We follow along mostly with frieda – she’s an “Eve”, a female bred for the pleasure or service of men. She is at “school” learning to be perfect, respectful, pleasing and beautiful, and hoping to be ranked in the top ten which almost guarantee’s that she will become a companion, wife to a man with the sole purpose really of bearing him sons. Each day is filled with a number of classes and activities to ensure perfection in all things – weight, skin, hair, and attitude. When Frieda’s friend Isabel starts gaining weight disproportionately, Frieda is torn between supporting her in her time of need and maintaining a distance. But Isabel is behaving strangely and all is not as it appears.
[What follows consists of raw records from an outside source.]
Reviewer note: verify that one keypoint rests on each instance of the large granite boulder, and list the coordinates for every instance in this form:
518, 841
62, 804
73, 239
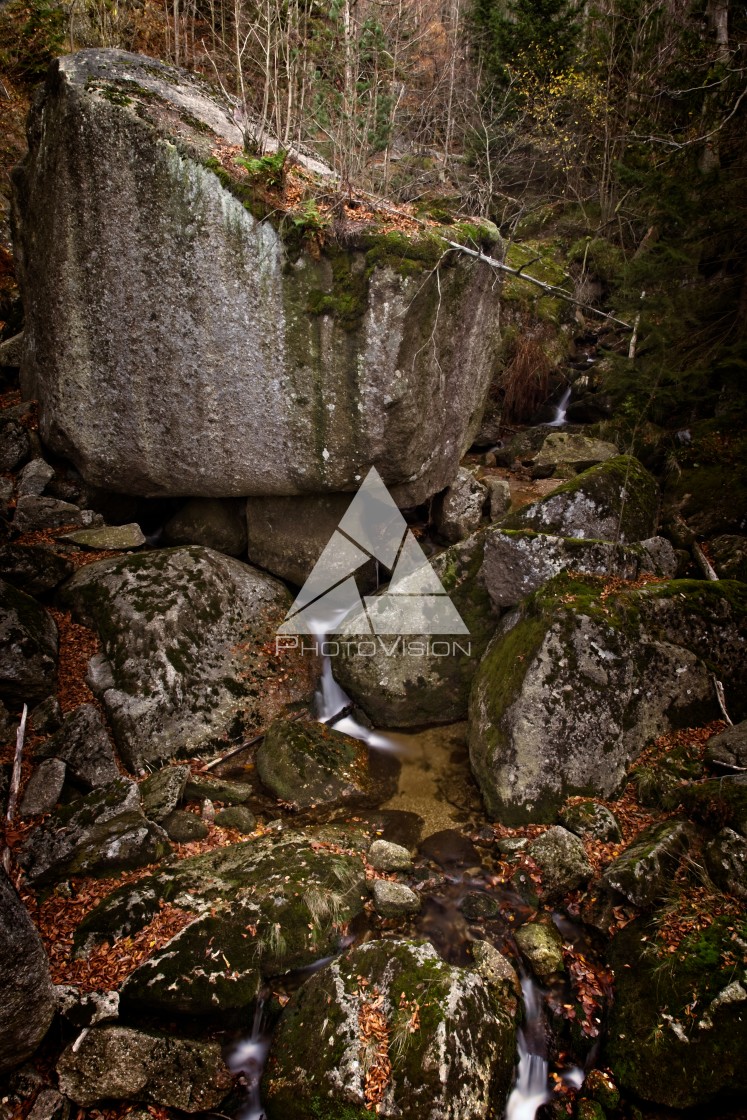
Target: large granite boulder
616, 501
392, 1027
234, 361
580, 678
181, 632
257, 910
28, 996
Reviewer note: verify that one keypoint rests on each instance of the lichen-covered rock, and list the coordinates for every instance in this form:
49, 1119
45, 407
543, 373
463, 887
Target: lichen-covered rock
33, 568
394, 899
183, 632
28, 996
726, 858
257, 908
44, 787
215, 523
520, 561
616, 501
28, 647
579, 680
643, 871
161, 792
449, 1050
542, 948
83, 744
414, 680
728, 750
459, 511
120, 1063
103, 831
678, 1032
562, 861
590, 818
308, 764
243, 337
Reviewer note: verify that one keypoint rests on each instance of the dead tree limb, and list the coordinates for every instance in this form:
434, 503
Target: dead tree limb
550, 288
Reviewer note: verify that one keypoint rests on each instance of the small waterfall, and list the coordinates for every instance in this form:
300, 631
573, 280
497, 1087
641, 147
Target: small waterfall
561, 408
531, 1089
249, 1057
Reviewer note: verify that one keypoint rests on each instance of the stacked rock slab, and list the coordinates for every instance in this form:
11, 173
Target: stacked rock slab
176, 344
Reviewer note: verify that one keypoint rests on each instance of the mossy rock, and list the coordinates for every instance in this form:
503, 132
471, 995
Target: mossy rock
449, 1042
308, 764
615, 501
580, 679
678, 1032
260, 907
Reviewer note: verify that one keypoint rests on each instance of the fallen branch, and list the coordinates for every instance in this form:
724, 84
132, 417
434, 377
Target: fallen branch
550, 288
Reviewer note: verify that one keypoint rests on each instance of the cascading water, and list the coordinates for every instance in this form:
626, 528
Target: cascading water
561, 408
249, 1058
531, 1089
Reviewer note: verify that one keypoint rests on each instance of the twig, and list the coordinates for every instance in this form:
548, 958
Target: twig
540, 283
721, 699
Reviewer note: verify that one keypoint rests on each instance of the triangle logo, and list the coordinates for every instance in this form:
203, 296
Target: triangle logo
416, 602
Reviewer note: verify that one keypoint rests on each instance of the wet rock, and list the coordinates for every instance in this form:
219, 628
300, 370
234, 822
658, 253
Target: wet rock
448, 848
394, 899
34, 513
87, 1008
119, 1063
616, 501
181, 630
237, 818
103, 831
15, 445
109, 538
498, 496
407, 684
28, 1000
162, 791
44, 787
455, 1065
572, 449
384, 856
728, 750
185, 828
576, 684
309, 764
33, 568
259, 908
726, 858
216, 789
49, 1104
643, 873
520, 561
476, 905
542, 948
590, 818
656, 1047
562, 861
46, 717
232, 342
717, 802
460, 510
33, 479
215, 523
83, 744
498, 973
28, 647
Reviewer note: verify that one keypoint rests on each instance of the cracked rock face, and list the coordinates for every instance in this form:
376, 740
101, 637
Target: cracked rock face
240, 339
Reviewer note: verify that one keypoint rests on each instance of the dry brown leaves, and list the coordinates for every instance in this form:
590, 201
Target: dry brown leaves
373, 1033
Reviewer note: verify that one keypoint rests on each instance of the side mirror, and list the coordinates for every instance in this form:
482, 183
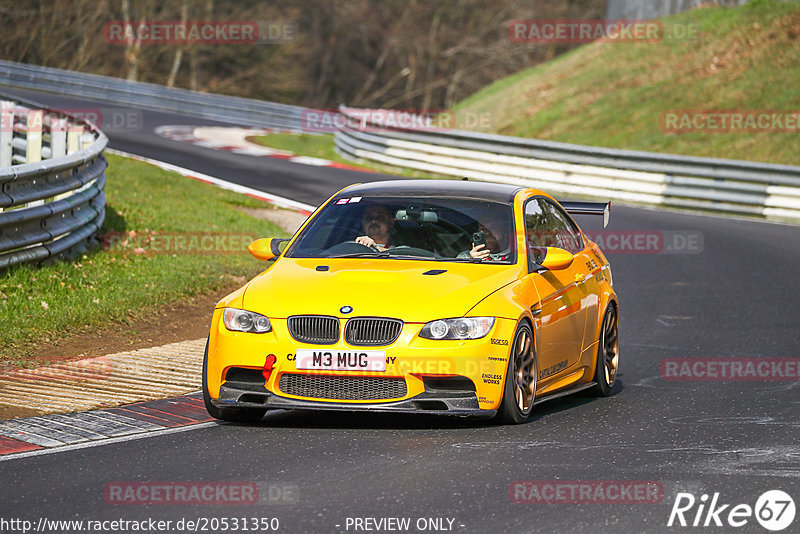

It is really difficult to put into words the impact this book has – Ms O Neill has a unique writing style which literally pops off the page – you are drawn into this strange yet oddly familiar world – where even when there is a drug for everything, the young girls face the same issues that can be found in our world. Bulemia, anorexia, self esteem issues and peer pressure. The school environment is very similar to high school – the popular girls rule, any sign of being different is frowned upon. As the time moves ever closer for the ceremony that will see the girls move into their next life as either companion, concubine (basically prostitutes) or chastities (those who remain in school and teach the next generation) frieda’s world starts to disintigrate into madness as she struggles to maintain her worth. It is heart pounding, captivating and often hard to read.
I am deliberately being a bit obtuse about plot details – it will shock you, enthrall you and completely absorb you during the time you are in it, but if I tell you too much of the whys and wherefores the impact will lessen. And that would not do, oh no not at all.
This book is most definitely “The Handmaids Tale” for a new young generation – Whilst it is dark, uncompromising and utterly daunting to read as a woman, it is and should be a classic in the making. If you want a happy read, an uplifting and redemptive tale then look away now – this is stark, unrelenting and absolutely gut wrenching, yet completely fascinating and will make you consider a lot of things. If my daughter were still a teenager I would be throwing this book at her. I’m probably going to throw it at her anyway. This one will stay with me for a long time.
Basically, just read it now. Thats all I really NEED to say.